VENDORiQ: Salesforce’s New AI Pricing Model Delivers Transparency in an Increasingly Desperate AI Cost War

Salesforce's new AI pricing offers clear costs per action, but expect AI expenses to jump as vendors stop loss-leading and orchestration grows.

The Latest

Salesforce has introduced ‘Flex Credits’ as a new pricing model for its Agentforce AI capabilities, alongside enhancements to its unified security and governance framework. This new consumption-based pricing charges 20 Flex Credits (equivalent to USD 0.10) per AI agent action, such as updating a customer record or automating a workflow. These credits are available in packs of 100,000 for $500.

To further support this model, Salesforce has launched a ‘Flex Agreement’, allowing organisations to dynamically convert between user licences and Flex Credits, providing flexibility in resource allocation. Additionally, new Agentforce user licences and add-ons will offer inclusive AI agent access on a per-user-per-month basis.

Why it Matters

This announcement reflects a broader trend in the technology industry where vendors are seeking to rationalise the cost of AI services. Many providers initially offered AI at narrow margins, or even at a loss, to gain market share. However, rising costs of increased consumption due to complex, multi-AI call workflows and the increasing viability of open-source generative AI models have put pressure on these initial pricing strategies. 

For example, OpenAI’s strategy involves managing AI consumption through dynamic rate limits on its API, which function as effective usage caps based on requests per minute (RPM), tokens per minute (TPM), and other metrics. These limits vary by model and the user’s tiered access, which is typically unlocked by cumulative spending. Pricing is granular, based on a per-token fee for language models and a per-image fee for image generation. For pro products like ChatGPT Plus, message caps are often implemented but with less explicit transparency, leading to ‘dynamic’ usage limits.

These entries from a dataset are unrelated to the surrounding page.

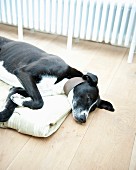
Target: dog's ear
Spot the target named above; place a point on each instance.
(105, 105)
(91, 79)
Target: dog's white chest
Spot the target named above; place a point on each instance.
(46, 85)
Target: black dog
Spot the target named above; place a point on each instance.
(30, 69)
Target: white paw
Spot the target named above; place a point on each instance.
(18, 99)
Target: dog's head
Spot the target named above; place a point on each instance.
(84, 97)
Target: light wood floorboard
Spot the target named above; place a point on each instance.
(107, 140)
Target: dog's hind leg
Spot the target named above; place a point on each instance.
(10, 105)
(30, 86)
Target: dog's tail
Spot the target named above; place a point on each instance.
(8, 110)
(4, 41)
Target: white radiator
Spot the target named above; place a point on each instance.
(100, 21)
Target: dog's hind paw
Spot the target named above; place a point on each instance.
(18, 99)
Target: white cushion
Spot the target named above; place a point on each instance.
(40, 123)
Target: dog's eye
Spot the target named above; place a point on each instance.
(88, 98)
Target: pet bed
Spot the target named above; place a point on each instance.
(40, 123)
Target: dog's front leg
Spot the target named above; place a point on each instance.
(30, 86)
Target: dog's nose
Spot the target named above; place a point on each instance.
(82, 118)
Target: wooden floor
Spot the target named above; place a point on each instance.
(107, 141)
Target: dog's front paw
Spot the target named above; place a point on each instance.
(18, 99)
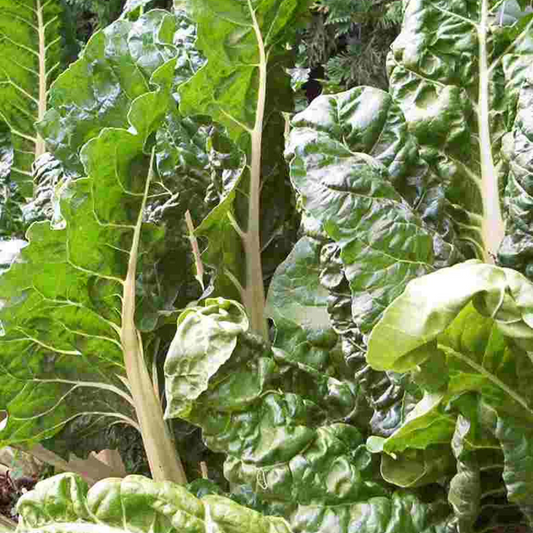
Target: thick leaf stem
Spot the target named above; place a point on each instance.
(493, 228)
(39, 145)
(255, 293)
(165, 464)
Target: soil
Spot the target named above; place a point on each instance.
(10, 492)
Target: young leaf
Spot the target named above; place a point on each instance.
(64, 503)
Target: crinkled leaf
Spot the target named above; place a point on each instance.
(350, 154)
(61, 353)
(205, 339)
(226, 88)
(241, 41)
(289, 447)
(480, 318)
(516, 248)
(64, 503)
(456, 73)
(97, 91)
(297, 304)
(30, 58)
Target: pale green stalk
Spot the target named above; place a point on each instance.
(165, 464)
(493, 227)
(254, 291)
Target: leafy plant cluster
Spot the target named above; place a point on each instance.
(369, 372)
(346, 43)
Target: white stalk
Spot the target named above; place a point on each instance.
(254, 291)
(165, 464)
(493, 227)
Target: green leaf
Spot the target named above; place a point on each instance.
(205, 339)
(244, 43)
(227, 87)
(479, 317)
(289, 450)
(62, 354)
(347, 163)
(517, 244)
(460, 105)
(114, 69)
(64, 503)
(30, 60)
(297, 304)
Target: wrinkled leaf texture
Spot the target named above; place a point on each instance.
(472, 325)
(30, 60)
(61, 352)
(64, 503)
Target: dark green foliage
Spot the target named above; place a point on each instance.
(350, 40)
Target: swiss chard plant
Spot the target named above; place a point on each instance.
(382, 384)
(31, 45)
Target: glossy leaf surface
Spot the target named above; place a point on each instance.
(476, 318)
(64, 503)
(30, 58)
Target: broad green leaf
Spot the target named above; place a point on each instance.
(456, 74)
(115, 68)
(64, 503)
(516, 246)
(233, 35)
(350, 155)
(30, 59)
(480, 318)
(62, 354)
(297, 304)
(277, 420)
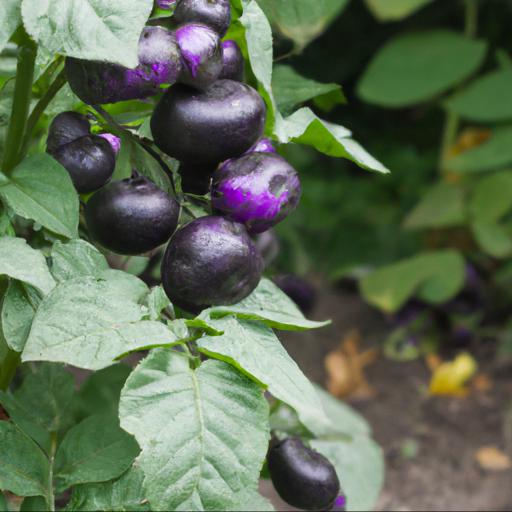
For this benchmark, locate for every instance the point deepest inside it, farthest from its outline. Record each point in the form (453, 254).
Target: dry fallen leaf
(492, 459)
(345, 368)
(450, 378)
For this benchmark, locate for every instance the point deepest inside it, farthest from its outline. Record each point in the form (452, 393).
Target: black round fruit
(210, 262)
(302, 477)
(132, 216)
(214, 125)
(214, 13)
(89, 159)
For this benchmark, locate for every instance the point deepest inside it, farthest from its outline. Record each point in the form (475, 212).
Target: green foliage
(416, 67)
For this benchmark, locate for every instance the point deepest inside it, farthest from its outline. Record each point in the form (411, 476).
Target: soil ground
(443, 473)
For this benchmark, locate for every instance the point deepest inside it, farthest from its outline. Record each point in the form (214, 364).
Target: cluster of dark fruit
(212, 123)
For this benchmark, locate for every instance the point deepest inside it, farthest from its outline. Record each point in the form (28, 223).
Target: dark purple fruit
(258, 190)
(210, 262)
(96, 82)
(301, 476)
(201, 55)
(232, 61)
(131, 216)
(214, 13)
(208, 126)
(89, 159)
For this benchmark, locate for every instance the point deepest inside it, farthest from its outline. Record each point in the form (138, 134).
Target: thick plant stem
(21, 104)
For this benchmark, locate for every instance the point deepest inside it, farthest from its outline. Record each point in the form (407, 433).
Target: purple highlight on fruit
(114, 141)
(258, 190)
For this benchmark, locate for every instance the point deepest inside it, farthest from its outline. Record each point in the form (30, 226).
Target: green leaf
(24, 468)
(495, 153)
(441, 206)
(292, 89)
(95, 450)
(125, 494)
(488, 98)
(394, 10)
(302, 21)
(76, 258)
(204, 433)
(18, 309)
(304, 127)
(359, 463)
(256, 351)
(434, 277)
(10, 19)
(415, 67)
(89, 322)
(41, 189)
(19, 261)
(268, 304)
(112, 32)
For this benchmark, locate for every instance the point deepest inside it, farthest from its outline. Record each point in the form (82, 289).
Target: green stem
(39, 109)
(21, 105)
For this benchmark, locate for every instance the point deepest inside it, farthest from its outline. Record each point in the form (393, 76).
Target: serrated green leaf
(125, 494)
(24, 468)
(95, 450)
(76, 258)
(193, 427)
(488, 98)
(495, 153)
(443, 205)
(359, 463)
(415, 67)
(256, 350)
(10, 19)
(89, 322)
(269, 305)
(435, 277)
(116, 25)
(40, 189)
(18, 309)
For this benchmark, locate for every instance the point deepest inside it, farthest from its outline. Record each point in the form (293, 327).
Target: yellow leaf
(450, 378)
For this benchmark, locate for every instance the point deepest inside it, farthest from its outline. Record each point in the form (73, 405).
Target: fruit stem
(21, 104)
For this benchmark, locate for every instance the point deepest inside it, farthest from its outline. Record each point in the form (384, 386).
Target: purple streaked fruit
(201, 55)
(210, 262)
(96, 82)
(214, 13)
(208, 126)
(301, 476)
(89, 159)
(232, 61)
(131, 216)
(258, 190)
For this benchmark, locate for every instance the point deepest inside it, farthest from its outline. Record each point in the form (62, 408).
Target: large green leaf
(488, 98)
(19, 261)
(89, 322)
(418, 66)
(270, 305)
(125, 494)
(434, 277)
(359, 463)
(441, 206)
(495, 153)
(95, 450)
(393, 10)
(10, 19)
(255, 349)
(291, 89)
(24, 468)
(204, 433)
(302, 20)
(41, 189)
(111, 33)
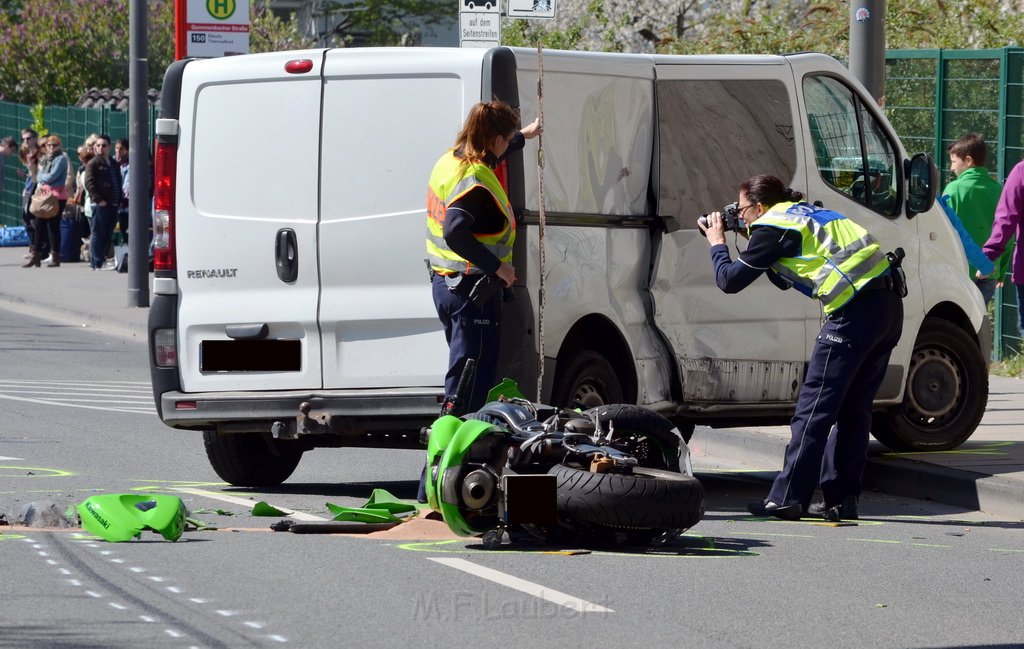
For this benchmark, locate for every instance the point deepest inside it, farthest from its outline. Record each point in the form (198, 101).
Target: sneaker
(767, 508)
(847, 510)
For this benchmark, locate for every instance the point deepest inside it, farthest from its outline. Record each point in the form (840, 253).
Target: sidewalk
(72, 294)
(985, 473)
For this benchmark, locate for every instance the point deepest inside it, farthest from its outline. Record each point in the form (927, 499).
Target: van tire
(945, 395)
(250, 459)
(586, 380)
(647, 500)
(642, 433)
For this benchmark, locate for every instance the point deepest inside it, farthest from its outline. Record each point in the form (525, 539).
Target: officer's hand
(506, 272)
(532, 130)
(715, 230)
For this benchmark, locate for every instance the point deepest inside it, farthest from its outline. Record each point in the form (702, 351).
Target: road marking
(88, 407)
(247, 503)
(536, 590)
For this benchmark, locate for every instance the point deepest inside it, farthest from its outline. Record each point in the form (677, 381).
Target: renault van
(292, 308)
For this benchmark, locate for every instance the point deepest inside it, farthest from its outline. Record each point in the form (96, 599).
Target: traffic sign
(479, 24)
(531, 8)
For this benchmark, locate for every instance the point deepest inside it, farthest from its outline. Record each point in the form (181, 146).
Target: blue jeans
(103, 219)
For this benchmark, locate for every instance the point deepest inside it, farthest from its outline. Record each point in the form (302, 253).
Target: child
(973, 196)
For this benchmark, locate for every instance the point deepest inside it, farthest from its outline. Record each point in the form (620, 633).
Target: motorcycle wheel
(642, 504)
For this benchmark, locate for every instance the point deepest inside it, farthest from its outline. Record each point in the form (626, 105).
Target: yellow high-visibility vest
(451, 180)
(837, 258)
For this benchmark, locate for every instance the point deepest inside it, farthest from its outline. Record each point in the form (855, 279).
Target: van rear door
(387, 118)
(246, 224)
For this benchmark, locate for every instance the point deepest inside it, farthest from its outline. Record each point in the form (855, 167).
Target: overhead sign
(479, 24)
(531, 8)
(211, 28)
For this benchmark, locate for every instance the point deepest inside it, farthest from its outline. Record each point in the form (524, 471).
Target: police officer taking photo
(825, 256)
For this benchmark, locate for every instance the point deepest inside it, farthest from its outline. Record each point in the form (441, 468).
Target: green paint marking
(783, 535)
(38, 472)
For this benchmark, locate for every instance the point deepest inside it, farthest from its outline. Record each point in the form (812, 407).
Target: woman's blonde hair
(484, 123)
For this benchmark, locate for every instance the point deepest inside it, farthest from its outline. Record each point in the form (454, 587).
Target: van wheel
(587, 380)
(250, 459)
(945, 395)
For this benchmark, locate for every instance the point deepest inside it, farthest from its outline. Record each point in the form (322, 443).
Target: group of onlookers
(98, 191)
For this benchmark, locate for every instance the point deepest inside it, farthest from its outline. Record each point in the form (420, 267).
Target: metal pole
(138, 158)
(867, 45)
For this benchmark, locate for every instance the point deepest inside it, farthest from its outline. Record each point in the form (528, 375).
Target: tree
(51, 51)
(769, 27)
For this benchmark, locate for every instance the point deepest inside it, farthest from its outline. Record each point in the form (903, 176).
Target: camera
(730, 219)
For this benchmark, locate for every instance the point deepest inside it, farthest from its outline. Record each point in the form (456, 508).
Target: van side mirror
(922, 184)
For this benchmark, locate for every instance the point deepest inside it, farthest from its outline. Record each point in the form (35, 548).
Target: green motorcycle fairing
(474, 444)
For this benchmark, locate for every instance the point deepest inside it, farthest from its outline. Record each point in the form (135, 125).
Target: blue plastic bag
(15, 235)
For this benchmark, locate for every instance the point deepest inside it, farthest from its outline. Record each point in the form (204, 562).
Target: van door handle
(287, 253)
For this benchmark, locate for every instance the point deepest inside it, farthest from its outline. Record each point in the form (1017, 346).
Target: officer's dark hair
(484, 123)
(768, 190)
(972, 144)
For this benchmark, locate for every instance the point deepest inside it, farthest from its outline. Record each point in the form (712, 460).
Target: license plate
(250, 355)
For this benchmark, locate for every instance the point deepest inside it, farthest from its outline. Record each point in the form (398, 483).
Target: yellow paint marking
(47, 473)
(657, 553)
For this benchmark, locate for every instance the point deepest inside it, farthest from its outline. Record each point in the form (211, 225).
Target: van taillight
(165, 348)
(164, 166)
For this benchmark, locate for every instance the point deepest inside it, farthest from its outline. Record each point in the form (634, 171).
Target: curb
(897, 476)
(73, 316)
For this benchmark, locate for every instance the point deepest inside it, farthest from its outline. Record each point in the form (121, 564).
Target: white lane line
(544, 593)
(88, 407)
(246, 503)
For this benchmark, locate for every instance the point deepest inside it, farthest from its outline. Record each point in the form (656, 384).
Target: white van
(292, 307)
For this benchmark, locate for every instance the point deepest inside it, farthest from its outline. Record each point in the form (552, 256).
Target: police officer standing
(825, 256)
(470, 233)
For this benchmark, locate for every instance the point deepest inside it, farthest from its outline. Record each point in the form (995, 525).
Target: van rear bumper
(324, 418)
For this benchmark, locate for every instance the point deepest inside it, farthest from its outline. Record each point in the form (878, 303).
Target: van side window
(715, 134)
(853, 153)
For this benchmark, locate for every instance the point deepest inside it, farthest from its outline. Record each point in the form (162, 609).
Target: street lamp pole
(138, 157)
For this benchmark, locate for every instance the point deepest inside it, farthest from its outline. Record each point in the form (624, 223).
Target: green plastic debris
(265, 509)
(507, 388)
(361, 515)
(383, 500)
(120, 517)
(382, 507)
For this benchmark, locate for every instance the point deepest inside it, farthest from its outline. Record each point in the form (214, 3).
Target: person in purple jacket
(1009, 223)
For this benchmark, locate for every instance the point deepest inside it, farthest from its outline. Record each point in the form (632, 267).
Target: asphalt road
(77, 419)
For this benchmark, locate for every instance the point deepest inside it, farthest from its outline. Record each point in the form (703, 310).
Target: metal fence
(72, 124)
(935, 96)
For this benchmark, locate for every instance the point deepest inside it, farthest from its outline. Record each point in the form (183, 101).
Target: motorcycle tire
(642, 433)
(645, 501)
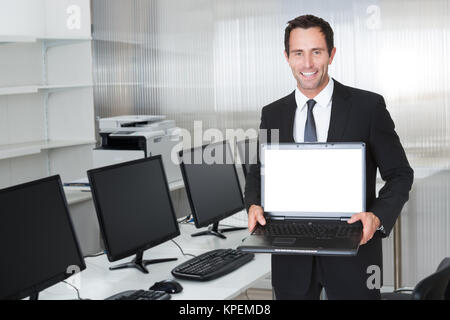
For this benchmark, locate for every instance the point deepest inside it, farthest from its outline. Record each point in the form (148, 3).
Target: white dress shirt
(321, 112)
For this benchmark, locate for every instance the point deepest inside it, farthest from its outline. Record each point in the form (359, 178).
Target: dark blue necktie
(310, 126)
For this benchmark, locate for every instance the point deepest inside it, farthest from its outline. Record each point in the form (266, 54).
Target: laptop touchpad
(283, 241)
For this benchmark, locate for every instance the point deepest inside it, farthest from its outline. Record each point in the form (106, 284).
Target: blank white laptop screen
(324, 180)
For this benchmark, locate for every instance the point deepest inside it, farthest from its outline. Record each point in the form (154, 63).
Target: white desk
(98, 282)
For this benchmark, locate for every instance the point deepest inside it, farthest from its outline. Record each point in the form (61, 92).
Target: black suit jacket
(356, 116)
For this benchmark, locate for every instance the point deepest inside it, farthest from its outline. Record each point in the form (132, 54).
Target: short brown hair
(309, 21)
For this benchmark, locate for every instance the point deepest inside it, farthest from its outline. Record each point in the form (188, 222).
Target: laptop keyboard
(309, 229)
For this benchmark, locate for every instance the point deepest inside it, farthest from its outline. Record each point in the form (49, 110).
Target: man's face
(309, 60)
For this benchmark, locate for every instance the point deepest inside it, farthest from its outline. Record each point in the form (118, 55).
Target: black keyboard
(140, 295)
(212, 264)
(309, 229)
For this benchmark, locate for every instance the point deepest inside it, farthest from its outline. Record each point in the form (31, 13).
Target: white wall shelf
(6, 91)
(46, 93)
(5, 39)
(28, 148)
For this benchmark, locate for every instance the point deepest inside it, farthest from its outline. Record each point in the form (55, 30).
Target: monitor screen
(211, 183)
(38, 244)
(133, 206)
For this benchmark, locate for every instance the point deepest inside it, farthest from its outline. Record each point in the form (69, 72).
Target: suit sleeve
(253, 179)
(394, 168)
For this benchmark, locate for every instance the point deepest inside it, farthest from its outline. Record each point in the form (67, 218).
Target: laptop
(308, 192)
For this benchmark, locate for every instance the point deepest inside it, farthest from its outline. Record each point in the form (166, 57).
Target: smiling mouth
(309, 75)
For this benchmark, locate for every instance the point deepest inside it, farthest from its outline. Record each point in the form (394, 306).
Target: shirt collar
(322, 99)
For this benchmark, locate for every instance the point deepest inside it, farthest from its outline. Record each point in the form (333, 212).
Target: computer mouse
(168, 286)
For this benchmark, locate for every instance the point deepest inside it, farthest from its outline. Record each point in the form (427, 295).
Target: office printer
(127, 138)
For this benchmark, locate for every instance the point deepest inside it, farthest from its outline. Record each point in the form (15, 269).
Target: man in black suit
(321, 109)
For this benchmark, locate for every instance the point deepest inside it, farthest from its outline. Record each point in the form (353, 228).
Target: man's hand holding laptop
(255, 215)
(369, 221)
(370, 224)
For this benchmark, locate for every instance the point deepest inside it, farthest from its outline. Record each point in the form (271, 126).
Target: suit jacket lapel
(289, 117)
(340, 108)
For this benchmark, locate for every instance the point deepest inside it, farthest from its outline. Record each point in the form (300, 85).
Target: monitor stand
(34, 296)
(139, 263)
(214, 231)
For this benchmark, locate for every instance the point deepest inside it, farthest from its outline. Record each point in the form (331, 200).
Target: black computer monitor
(248, 150)
(38, 245)
(212, 186)
(134, 209)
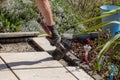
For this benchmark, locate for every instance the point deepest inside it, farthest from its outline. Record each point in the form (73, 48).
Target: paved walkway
(37, 66)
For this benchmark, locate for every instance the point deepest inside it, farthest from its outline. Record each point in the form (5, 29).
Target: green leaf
(101, 25)
(106, 47)
(102, 16)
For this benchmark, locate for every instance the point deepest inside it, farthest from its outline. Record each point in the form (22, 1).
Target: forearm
(44, 8)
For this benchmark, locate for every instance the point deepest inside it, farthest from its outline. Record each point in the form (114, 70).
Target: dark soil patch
(78, 48)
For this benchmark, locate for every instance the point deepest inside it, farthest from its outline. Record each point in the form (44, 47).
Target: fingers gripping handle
(44, 26)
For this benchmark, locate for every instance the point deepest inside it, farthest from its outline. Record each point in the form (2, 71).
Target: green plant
(112, 41)
(8, 22)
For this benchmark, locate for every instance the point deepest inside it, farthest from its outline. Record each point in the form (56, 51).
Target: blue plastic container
(114, 28)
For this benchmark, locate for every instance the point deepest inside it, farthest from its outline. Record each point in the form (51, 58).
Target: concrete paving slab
(45, 74)
(7, 75)
(30, 60)
(79, 73)
(2, 65)
(43, 43)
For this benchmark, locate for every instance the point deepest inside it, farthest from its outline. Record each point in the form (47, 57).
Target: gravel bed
(17, 47)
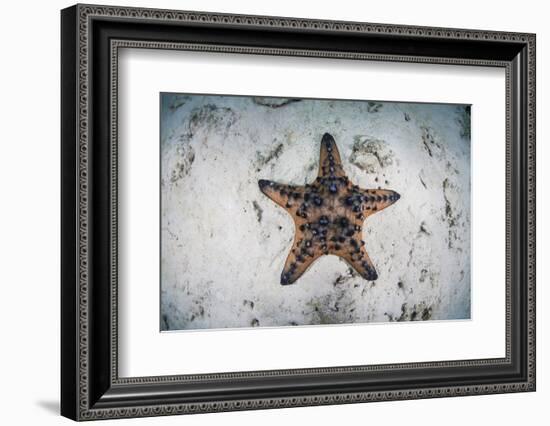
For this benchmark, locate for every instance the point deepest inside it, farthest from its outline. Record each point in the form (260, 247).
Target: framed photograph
(263, 212)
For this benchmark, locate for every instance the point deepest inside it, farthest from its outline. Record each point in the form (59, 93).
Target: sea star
(328, 215)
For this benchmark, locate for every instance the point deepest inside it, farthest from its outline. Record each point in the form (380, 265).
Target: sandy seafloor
(224, 244)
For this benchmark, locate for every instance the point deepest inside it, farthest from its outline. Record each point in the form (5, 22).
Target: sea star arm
(330, 163)
(301, 256)
(371, 201)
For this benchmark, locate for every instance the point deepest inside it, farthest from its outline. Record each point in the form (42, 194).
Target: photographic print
(291, 212)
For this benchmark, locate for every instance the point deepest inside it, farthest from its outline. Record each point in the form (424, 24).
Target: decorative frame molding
(91, 37)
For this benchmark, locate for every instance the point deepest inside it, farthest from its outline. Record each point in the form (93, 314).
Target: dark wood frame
(90, 39)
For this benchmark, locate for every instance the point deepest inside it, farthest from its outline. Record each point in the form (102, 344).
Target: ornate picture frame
(91, 37)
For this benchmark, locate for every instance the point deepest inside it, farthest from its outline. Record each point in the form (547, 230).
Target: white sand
(224, 243)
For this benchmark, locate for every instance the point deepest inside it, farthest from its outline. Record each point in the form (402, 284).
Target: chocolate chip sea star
(328, 215)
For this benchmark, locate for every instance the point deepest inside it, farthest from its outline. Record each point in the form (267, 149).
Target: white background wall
(29, 211)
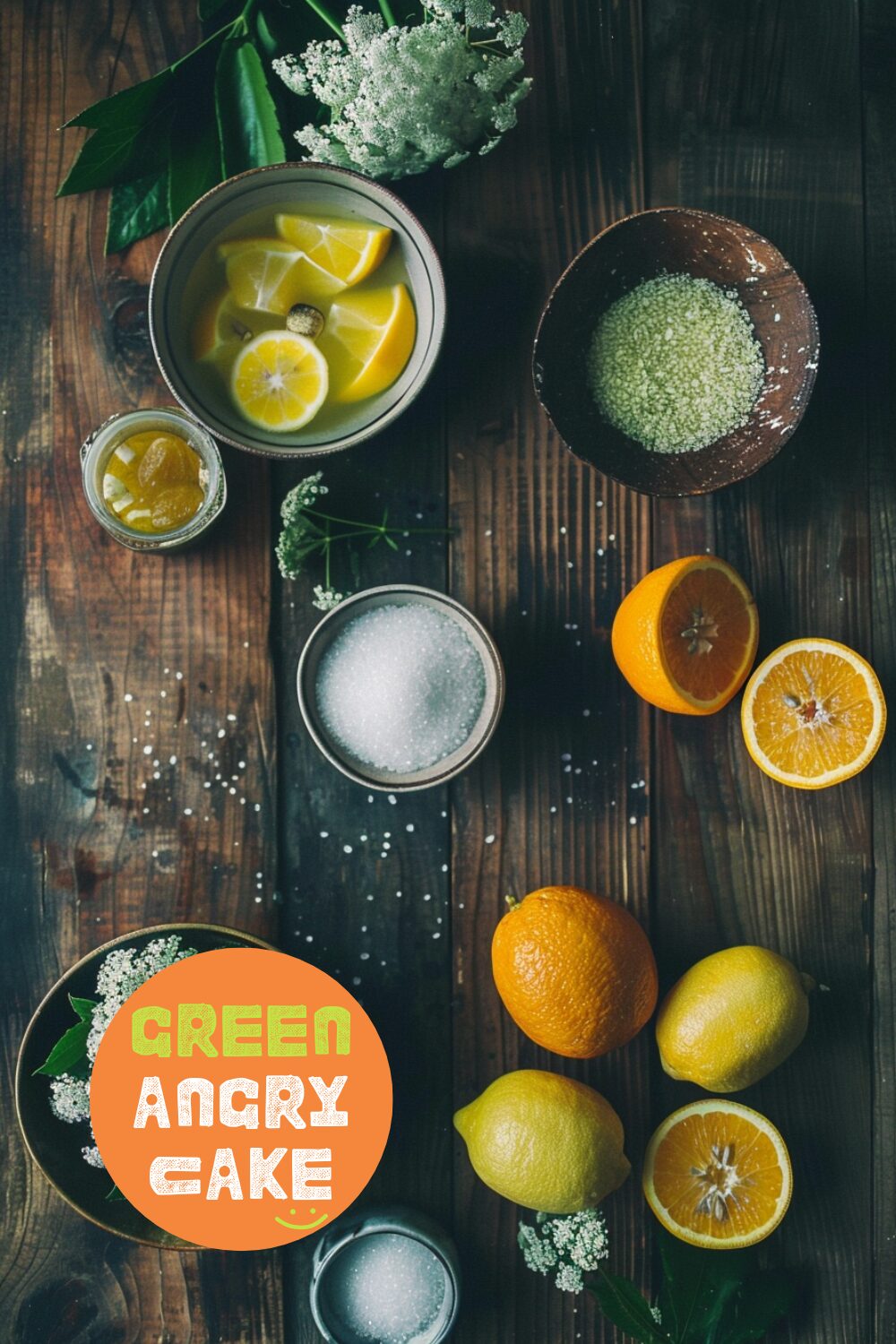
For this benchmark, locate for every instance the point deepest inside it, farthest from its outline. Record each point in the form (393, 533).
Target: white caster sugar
(384, 1289)
(401, 687)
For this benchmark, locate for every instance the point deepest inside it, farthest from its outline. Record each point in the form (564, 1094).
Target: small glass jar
(104, 441)
(335, 1271)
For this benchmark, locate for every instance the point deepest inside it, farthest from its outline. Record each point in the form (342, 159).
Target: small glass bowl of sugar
(401, 687)
(386, 1277)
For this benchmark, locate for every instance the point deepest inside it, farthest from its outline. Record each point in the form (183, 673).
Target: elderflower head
(408, 97)
(123, 970)
(571, 1246)
(327, 599)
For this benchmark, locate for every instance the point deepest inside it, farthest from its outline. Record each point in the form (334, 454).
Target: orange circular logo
(241, 1098)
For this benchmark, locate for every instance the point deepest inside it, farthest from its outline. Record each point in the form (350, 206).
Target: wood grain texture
(879, 50)
(770, 134)
(753, 110)
(541, 548)
(117, 653)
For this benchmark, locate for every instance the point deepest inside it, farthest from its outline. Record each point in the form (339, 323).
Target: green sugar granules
(676, 365)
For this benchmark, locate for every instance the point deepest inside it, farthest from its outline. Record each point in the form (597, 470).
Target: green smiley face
(303, 1228)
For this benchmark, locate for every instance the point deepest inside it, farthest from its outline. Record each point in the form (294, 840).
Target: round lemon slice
(347, 250)
(718, 1175)
(367, 340)
(280, 381)
(813, 714)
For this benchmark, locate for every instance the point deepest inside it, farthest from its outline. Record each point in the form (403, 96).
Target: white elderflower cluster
(568, 1246)
(327, 599)
(70, 1098)
(123, 970)
(405, 99)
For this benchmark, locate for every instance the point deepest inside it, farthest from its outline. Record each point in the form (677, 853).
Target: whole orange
(573, 970)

Google’s Gemini Apps, including those integrated into Workspace, also feature ‘usage limits’ designed to manage capacity. This means they may cap the number of prompts and conversations within a specific timeframe, with capacity replenishing dynamically. Higher limits are typically provided to users on paid tiers, such as Google AI Pro or Ultra plans. Some Google Workspace plans with Gemini features also have explicit monthly usage limits. Both OpenAI and Google, similar to Salesforce, are navigating the challenge of fairly monetising complex AI interactions sustainably while prioritising security and governance.

Salesforce’s move with Flex Credits appears to be a direct response to these evolving market dynamics. It offers a far more transparent approach to AI costs than other vendors, suggesting a way forward.

The shift to a consumption-based model for AI actions, rather than conversations or broad subscriptions, aims to provide greater transparency and control over AI spending. While this granular approach can be beneficial for procurement and finance teams seeking to align expenditure with actual usage (demand fulfilment), it also introduces a new layer of complexity in forecasting and budgeting, which will need careful demand management and enterprise cost controls. 

Salesforce customers can monitor consumption via the Salesforce Digital Wallet to understand usage trends and predict future credit needs. The ability to convert user licences into Flex Credits and vice versa, as part of the Flex Agreement, offers a degree of financial agility that could prove valuable as AI adoption matures and strategic priorities shift.

Clients of other AI services will need to follow similar precautions.

However, the most important takeaway is that AI costs will likely increase sharply over the next three years, in part due to vendors being unable to continue with ‘loss-leader’ practices, and with growing adoption of AI orchestration. 

Who’s Impacted?

  • Procurement Teams: Will need to understand the new consumption-based pricing models of AI, work with business owners to forecast usage and assign business value to validate supplier value creation outcomes.
  • CIOs/CISOs Will need to assess the financial implications of the new pricing models and be prepared to communicate the likely budget increases required.
  • Business Owners: Will need to align costs with benefits/realisation of their objectives within budget constraints. 

Next Steps

  • Conduct a detailed cost analysis: Procurement, AI teams and business owners should work together to model potential costs of changing AI system, considering various use cases and expected agent action volumes.
  • Engage with Salesforce: Seek detailed clarification on specific credit consumption rates for complex agent actions and explore the full potential of the Flex Agreement for dynamic resource allocation.
  • Implement appropriate demand management: Work with functional users to align supply, demand, costs, and benefits – monitor and regularly review/update controls to maximise value capture outcomes.